Most cases are adenocarcinoma with variable degrees of differentiation. Well differentiated carcinoma, is composed of small glands that infiltrate the adjacent stroma in an irregular haphazard fashion. These glands are not encircled by collagen or stromal cells, but they lie back-to-back, sharply dissecting through the stroma.

The malignant glands are lined by a single layer of cuboidal cells with prominent nucleoli in their nuclei. The basal cell layer seen in normal or senile hyperplastic glands is absent. The epithelial cells of adjacent glands show dysplastic changes.

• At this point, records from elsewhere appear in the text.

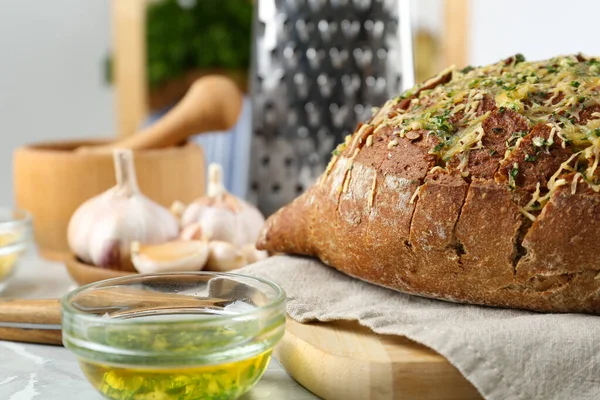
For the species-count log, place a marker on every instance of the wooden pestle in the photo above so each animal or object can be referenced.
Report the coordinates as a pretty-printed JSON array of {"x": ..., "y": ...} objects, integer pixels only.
[
  {"x": 212, "y": 103},
  {"x": 47, "y": 311}
]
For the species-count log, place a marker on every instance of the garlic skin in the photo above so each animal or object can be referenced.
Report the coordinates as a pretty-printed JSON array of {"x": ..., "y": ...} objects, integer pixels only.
[
  {"x": 102, "y": 229},
  {"x": 224, "y": 257},
  {"x": 174, "y": 256},
  {"x": 222, "y": 216}
]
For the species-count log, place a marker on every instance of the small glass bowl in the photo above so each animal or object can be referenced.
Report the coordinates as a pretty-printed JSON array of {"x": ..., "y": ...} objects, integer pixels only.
[
  {"x": 15, "y": 235},
  {"x": 185, "y": 336}
]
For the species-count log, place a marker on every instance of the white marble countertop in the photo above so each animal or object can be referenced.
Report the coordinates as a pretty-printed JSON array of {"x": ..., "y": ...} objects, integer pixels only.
[{"x": 39, "y": 372}]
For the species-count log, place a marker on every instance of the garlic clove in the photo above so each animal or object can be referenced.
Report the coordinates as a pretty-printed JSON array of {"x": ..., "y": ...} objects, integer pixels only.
[
  {"x": 223, "y": 216},
  {"x": 192, "y": 232},
  {"x": 252, "y": 254},
  {"x": 173, "y": 256},
  {"x": 223, "y": 257},
  {"x": 101, "y": 229}
]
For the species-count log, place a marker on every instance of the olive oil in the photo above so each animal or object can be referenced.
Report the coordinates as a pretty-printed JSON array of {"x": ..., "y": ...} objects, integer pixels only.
[{"x": 226, "y": 381}]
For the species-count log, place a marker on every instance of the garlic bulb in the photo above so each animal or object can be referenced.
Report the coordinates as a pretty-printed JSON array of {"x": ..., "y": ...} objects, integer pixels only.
[
  {"x": 222, "y": 216},
  {"x": 101, "y": 230},
  {"x": 177, "y": 255}
]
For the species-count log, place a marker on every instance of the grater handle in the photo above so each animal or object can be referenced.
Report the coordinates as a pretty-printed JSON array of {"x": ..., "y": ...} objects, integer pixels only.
[{"x": 212, "y": 103}]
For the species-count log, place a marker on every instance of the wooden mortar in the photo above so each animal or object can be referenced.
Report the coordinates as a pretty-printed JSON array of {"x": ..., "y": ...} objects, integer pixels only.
[{"x": 52, "y": 179}]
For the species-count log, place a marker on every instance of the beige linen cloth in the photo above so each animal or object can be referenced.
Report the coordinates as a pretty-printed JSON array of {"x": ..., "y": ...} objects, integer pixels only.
[{"x": 505, "y": 354}]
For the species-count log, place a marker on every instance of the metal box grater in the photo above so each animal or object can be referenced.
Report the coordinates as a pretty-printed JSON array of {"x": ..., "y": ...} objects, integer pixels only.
[{"x": 318, "y": 68}]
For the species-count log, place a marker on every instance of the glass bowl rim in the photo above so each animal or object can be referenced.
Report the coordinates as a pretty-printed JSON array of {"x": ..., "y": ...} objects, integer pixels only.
[
  {"x": 25, "y": 218},
  {"x": 280, "y": 297}
]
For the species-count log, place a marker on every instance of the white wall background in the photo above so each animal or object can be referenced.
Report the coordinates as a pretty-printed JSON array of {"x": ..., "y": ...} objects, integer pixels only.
[
  {"x": 51, "y": 72},
  {"x": 51, "y": 75},
  {"x": 537, "y": 28}
]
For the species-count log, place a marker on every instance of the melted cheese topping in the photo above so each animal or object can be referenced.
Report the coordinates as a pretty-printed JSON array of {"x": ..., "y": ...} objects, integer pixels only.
[{"x": 562, "y": 93}]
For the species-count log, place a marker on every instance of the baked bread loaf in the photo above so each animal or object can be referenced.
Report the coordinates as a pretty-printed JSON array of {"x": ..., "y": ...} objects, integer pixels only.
[{"x": 477, "y": 186}]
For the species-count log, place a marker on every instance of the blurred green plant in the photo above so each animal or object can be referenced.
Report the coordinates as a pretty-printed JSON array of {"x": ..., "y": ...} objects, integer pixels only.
[{"x": 201, "y": 34}]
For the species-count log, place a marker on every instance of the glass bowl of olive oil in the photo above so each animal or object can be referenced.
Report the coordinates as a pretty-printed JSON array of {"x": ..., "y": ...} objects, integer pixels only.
[
  {"x": 174, "y": 336},
  {"x": 15, "y": 235}
]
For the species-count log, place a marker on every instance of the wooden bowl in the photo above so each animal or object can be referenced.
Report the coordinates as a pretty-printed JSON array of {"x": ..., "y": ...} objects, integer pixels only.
[
  {"x": 84, "y": 273},
  {"x": 51, "y": 181}
]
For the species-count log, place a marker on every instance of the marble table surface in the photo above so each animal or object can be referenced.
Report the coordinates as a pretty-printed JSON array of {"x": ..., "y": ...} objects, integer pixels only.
[{"x": 39, "y": 372}]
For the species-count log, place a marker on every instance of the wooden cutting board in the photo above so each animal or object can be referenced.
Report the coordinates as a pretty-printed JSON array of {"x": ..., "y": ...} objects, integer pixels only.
[{"x": 342, "y": 360}]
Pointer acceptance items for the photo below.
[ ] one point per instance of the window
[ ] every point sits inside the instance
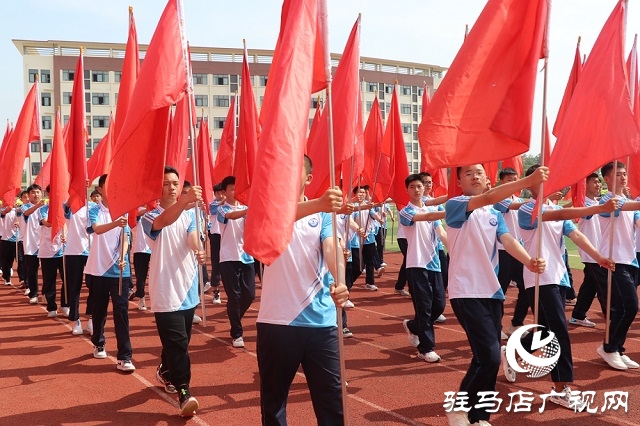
(201, 100)
(45, 76)
(32, 75)
(68, 75)
(199, 78)
(100, 76)
(221, 101)
(100, 121)
(100, 99)
(221, 80)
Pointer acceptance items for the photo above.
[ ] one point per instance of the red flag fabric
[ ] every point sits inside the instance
(393, 140)
(27, 129)
(482, 110)
(285, 117)
(137, 167)
(248, 134)
(574, 75)
(224, 158)
(600, 116)
(60, 178)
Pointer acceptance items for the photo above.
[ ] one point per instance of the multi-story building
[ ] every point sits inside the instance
(216, 77)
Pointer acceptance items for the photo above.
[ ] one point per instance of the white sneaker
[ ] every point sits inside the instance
(613, 359)
(413, 339)
(429, 357)
(77, 328)
(585, 322)
(125, 365)
(629, 362)
(509, 373)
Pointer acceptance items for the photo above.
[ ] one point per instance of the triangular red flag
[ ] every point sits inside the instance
(482, 110)
(137, 167)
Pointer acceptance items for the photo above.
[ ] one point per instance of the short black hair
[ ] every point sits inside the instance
(606, 169)
(229, 180)
(412, 178)
(507, 172)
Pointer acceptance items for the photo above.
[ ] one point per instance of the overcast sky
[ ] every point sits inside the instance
(425, 31)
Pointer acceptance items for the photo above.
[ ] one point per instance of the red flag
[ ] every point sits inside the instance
(574, 75)
(27, 130)
(248, 134)
(98, 163)
(599, 124)
(137, 167)
(224, 158)
(482, 110)
(285, 117)
(60, 177)
(393, 142)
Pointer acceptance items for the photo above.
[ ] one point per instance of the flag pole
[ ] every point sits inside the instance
(323, 15)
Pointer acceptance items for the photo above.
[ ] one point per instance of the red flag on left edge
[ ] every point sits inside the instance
(285, 116)
(137, 167)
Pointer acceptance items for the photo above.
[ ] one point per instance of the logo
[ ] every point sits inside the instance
(546, 352)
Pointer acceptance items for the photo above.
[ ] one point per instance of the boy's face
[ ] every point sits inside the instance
(473, 180)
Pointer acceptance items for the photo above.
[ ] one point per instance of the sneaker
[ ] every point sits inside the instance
(100, 353)
(585, 322)
(458, 418)
(77, 328)
(563, 399)
(613, 359)
(168, 386)
(188, 404)
(429, 356)
(125, 365)
(629, 362)
(509, 373)
(413, 339)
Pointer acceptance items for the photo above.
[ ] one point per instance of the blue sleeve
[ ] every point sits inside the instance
(456, 211)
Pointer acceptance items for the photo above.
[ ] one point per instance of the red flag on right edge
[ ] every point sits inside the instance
(600, 115)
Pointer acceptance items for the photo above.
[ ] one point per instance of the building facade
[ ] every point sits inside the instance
(216, 78)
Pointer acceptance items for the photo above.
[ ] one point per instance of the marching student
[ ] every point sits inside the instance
(624, 295)
(473, 230)
(29, 218)
(104, 266)
(423, 228)
(236, 266)
(173, 282)
(554, 282)
(590, 227)
(296, 322)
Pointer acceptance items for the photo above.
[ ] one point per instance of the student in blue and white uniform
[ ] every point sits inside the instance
(297, 318)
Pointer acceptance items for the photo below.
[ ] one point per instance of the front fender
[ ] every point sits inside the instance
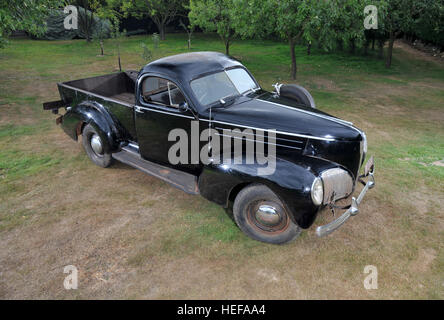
(90, 112)
(291, 181)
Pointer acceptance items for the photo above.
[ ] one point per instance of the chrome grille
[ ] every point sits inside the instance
(338, 184)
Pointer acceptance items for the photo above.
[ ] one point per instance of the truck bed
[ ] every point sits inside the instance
(117, 86)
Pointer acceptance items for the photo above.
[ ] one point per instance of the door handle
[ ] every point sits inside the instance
(138, 109)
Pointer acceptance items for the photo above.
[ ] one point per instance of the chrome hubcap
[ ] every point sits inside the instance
(268, 215)
(96, 144)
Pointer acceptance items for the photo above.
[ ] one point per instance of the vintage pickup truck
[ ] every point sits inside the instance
(136, 118)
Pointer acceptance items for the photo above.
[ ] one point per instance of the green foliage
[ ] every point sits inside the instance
(214, 15)
(146, 54)
(156, 40)
(160, 11)
(28, 15)
(99, 29)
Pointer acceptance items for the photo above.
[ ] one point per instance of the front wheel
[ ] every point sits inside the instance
(95, 147)
(262, 216)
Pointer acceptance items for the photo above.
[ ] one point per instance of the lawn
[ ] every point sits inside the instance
(133, 236)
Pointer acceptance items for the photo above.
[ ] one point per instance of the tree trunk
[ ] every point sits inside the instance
(340, 44)
(388, 61)
(227, 47)
(118, 57)
(381, 49)
(162, 31)
(294, 67)
(352, 46)
(161, 27)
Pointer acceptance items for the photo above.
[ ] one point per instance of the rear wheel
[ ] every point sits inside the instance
(261, 215)
(95, 147)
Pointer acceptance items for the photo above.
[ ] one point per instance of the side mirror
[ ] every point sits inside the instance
(183, 107)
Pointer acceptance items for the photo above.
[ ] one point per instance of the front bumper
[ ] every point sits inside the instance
(353, 210)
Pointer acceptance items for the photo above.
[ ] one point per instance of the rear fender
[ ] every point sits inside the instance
(90, 112)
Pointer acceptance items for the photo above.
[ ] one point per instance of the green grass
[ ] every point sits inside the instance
(51, 192)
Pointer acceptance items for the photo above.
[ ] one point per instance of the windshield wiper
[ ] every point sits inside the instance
(251, 90)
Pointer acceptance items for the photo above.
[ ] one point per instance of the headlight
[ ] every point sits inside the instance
(317, 191)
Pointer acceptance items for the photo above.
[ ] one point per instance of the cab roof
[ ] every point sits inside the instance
(188, 66)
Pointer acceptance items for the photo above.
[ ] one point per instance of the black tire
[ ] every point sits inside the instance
(249, 219)
(102, 159)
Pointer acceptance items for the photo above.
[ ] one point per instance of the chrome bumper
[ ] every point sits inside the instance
(354, 207)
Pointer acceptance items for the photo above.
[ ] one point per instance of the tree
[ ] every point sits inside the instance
(214, 15)
(395, 17)
(27, 15)
(162, 12)
(293, 20)
(189, 30)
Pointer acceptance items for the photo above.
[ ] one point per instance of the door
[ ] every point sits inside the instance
(160, 110)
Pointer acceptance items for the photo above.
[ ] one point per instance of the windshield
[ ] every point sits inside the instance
(224, 84)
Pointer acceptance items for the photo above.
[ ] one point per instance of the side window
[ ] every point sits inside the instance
(161, 91)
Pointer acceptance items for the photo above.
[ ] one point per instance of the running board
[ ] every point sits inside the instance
(179, 179)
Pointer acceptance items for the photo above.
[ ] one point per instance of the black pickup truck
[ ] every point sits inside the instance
(201, 122)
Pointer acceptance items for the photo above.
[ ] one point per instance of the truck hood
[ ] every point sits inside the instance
(267, 111)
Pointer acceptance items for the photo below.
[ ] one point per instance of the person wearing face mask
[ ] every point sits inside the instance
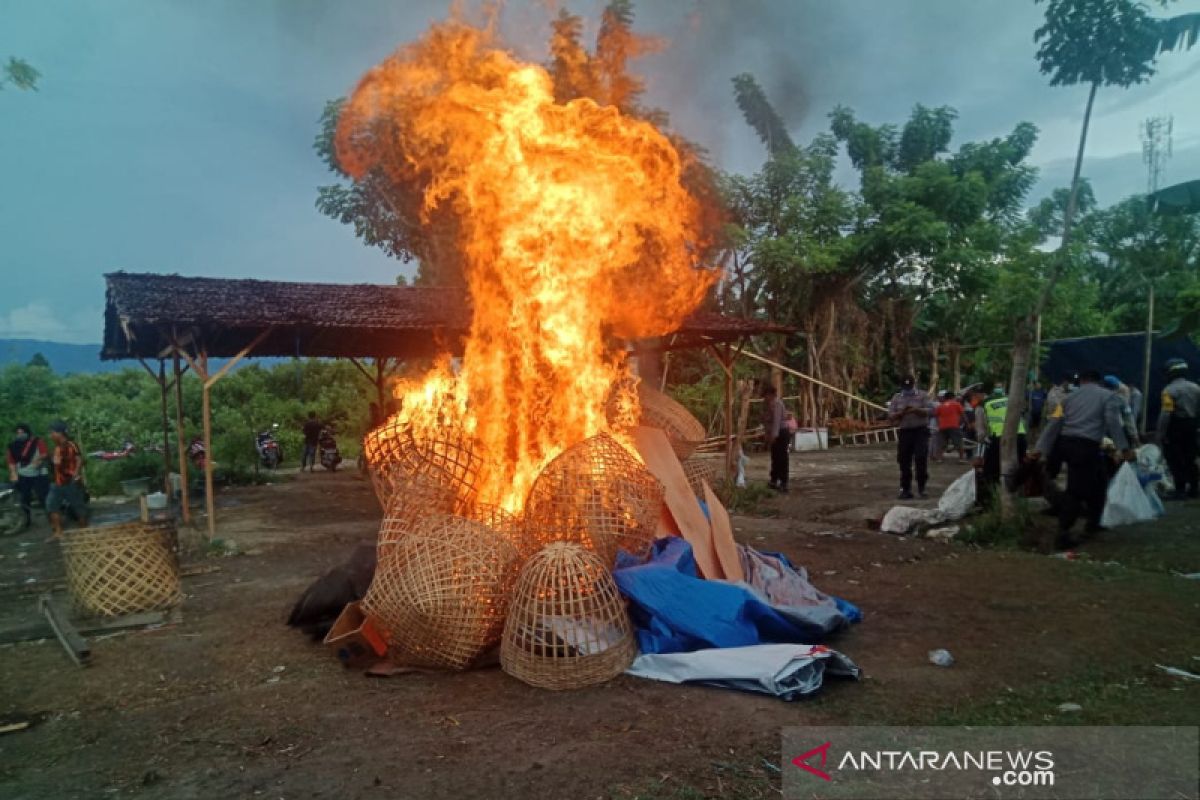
(27, 469)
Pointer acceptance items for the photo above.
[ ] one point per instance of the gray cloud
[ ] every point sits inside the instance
(175, 136)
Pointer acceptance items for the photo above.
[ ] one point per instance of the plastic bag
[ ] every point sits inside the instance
(1127, 503)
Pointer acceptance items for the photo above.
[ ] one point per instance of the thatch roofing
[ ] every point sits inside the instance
(143, 312)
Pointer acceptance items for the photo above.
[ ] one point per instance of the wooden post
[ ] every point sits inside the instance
(1147, 353)
(166, 428)
(201, 367)
(207, 415)
(180, 440)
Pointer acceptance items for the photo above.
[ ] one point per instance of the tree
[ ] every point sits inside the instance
(935, 221)
(1102, 43)
(19, 73)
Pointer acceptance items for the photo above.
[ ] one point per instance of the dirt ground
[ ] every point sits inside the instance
(233, 704)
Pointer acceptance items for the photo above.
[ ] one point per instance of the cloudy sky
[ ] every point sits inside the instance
(175, 136)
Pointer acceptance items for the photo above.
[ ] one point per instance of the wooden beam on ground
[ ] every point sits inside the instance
(75, 644)
(814, 380)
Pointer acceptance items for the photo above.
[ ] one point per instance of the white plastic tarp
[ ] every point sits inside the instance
(954, 504)
(786, 671)
(1127, 501)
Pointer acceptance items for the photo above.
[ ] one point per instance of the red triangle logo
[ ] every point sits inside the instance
(802, 761)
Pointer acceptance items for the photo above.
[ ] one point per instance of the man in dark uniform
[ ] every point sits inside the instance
(778, 438)
(910, 410)
(1078, 427)
(1177, 429)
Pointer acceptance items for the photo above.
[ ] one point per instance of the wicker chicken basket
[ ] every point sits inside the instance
(598, 495)
(568, 625)
(658, 410)
(124, 569)
(441, 591)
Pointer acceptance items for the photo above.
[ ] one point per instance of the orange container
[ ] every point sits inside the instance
(357, 638)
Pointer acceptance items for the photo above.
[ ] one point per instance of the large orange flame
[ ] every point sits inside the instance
(573, 226)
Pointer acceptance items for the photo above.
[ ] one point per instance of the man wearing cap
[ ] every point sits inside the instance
(910, 410)
(67, 491)
(1177, 429)
(1075, 429)
(27, 469)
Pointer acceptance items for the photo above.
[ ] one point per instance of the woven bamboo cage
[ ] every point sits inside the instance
(598, 495)
(697, 470)
(124, 569)
(403, 461)
(658, 410)
(441, 593)
(568, 625)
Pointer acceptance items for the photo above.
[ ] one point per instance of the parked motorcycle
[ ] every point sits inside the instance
(12, 521)
(270, 453)
(327, 450)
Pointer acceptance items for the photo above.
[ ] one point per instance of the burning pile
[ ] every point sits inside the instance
(575, 234)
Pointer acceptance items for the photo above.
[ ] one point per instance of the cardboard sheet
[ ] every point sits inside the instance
(723, 536)
(688, 516)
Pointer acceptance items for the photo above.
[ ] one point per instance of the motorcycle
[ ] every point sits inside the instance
(327, 450)
(12, 521)
(270, 453)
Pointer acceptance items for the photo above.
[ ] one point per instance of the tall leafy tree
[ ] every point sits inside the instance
(19, 74)
(1098, 43)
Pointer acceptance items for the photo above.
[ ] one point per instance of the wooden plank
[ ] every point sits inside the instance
(685, 510)
(723, 535)
(75, 644)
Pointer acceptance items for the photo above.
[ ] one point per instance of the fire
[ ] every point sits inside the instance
(574, 228)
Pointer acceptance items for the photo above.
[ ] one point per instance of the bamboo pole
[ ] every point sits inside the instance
(814, 380)
(179, 440)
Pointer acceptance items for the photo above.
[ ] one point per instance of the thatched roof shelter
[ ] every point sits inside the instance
(147, 314)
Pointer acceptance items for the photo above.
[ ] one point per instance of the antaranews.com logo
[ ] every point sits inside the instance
(1020, 768)
(1090, 763)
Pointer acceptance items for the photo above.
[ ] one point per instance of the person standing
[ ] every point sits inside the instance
(1177, 429)
(995, 411)
(910, 410)
(1075, 429)
(778, 438)
(949, 426)
(27, 468)
(67, 491)
(311, 438)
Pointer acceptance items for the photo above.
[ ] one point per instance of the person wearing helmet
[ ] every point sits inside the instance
(1177, 429)
(911, 410)
(1075, 431)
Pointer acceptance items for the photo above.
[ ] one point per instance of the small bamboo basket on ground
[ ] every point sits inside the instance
(441, 591)
(124, 569)
(697, 470)
(658, 410)
(598, 495)
(568, 625)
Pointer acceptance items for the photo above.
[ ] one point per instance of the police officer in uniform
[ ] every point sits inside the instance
(995, 411)
(1074, 432)
(1177, 428)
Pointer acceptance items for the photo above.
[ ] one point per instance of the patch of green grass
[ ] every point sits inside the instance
(753, 780)
(993, 529)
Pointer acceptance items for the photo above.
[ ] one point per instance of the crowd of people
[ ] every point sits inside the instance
(55, 477)
(1086, 422)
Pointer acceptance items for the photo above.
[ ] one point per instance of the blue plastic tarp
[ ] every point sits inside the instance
(676, 611)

The grading schema used for prostate cancer is the Gleason system. According to this system, prostate cancers are stratified into five grades on the basis of glandular patterns of differentiation. Grade 1 represents the most well-differentiated tumors, in which the neoplastic glands are uniform and round in appearance and are packed into wellcircumscribed nodules. By contrast, grade 5 tumors show no glandular differentiation, and the tumor cells infiltrate the stroma in the form of cords, sheets, and nests

Spread: by
Direct extension to seminal vesicles, wall of urinary bladder. Extension to rectum is rare. Lymphatic spread to regional lymph nodes (occurs early). Blood spread especially to bones

Staging: Staging of prostatic cancer

is important in the selection of the appropriate form of therapy. Stage T1 refers to incidentally found cancer. Stage T2 is organ-confined cancer. Stage T3show extra-prostatic extension. Stage T4 reflects direct invasion of contiguous organs.

Clinical features:
A minority of cases are asymptomatic and diagnosed at autopsy or in removal of prostate for senile hyperplasia. Locally advanced cases produce signs and symptoms of prostatism (lower urinary tract obstruction, local discomfort, dysuria, frequency, hematuria, difficulty in starting or stopping urination). Advanced cases may present with back pain. Bone osteoblastic metastases occur in late cases.

Diagnosis: More than 70% of

carcinomas are found peripherally and can be palpated through digital rectal examination. Transrectal ultra sonography, computerized tomography (CT), and magnetic resonance imaging (MRI) are useful in diagnosis and staging of prostatic carcinoma

The use of tumor markers may be beneficial in diagnosis of prostatic carcinoma. Serum acid phosphatase and prostatic specific antigen are used as markers to monitor the presence of metastases, the progress of the disease, and the effect of treatment. Immunohistochemical localization of these markers in tissue sections is helpful in verification of the prostatic origin of metastatic tumors. NB: Prostatic carcinoma may be small in size and hidden; and the patient presents for the first time by its metastases. The carcinoma in such case is called occult carcinoma.